Andrea Sachs (Anne Hathaway) heads into the business world with her degree in journalism in hand and full of ideals. She ends up working as a second assistant to Miranda Priestly (Meryl Streep), head of Runway magazine. Andrea decides to suffer through what she deems the absurdities of the fashion world for a while for the connections and resume boost working for the shrew Priestly brings. She soon adapts quite well, but faces the reality that success means truly joining the world she once mocked.
Usually these types of films have a clear-cut rooting interest for the audience as hope abounds that the protagonist will come to her senses and follow her better instincts. I honestly didn’t want Sachs to “do the right thing” as I watched, and her eventual loyalty to Priestly was intriguing. There’s a real change in the character that leaves the ending in some doubt.
Streep did a great job of playing the boss from hell. As over-the-top as she was at times, there was never a moment where she seemed fake. There’s even a nice touch at the end that offers the character depth without the aw-shucks feel that would have signified it gone too far.

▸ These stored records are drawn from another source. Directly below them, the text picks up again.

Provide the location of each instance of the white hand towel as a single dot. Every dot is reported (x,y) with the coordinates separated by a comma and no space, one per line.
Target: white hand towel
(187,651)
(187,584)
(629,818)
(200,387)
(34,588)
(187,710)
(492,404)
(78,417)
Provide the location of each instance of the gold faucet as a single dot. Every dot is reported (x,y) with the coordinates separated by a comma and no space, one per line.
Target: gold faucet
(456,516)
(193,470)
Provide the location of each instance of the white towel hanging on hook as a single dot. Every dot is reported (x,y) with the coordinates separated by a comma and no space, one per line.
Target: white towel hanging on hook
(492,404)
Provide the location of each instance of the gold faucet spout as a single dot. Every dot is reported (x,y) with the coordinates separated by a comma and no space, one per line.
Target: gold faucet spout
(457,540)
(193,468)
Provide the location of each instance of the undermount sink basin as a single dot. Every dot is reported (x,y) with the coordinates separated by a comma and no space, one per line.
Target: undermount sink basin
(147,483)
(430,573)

There were a few pitfalls for The Devil Wears Prada. The attempted coup on Priestly, which brought out Sachs’ loyalty, was a bit complicated for a light-hearted film. Sachs’ transformation into a fashion plate, even with the help she got from Nigel (Stanley Tucci), the magazine's art director, seemed questionable based on her presumed finances.
Tucci and Hathaway were fine, but didn’t especially standout. Priestly’s first assistant, Emily (Emily Blunt), was pretty good and managed to be more than a prop for Sachs.
The Devil Wears Prada doesn’t set the world on fire, but was not bad at all.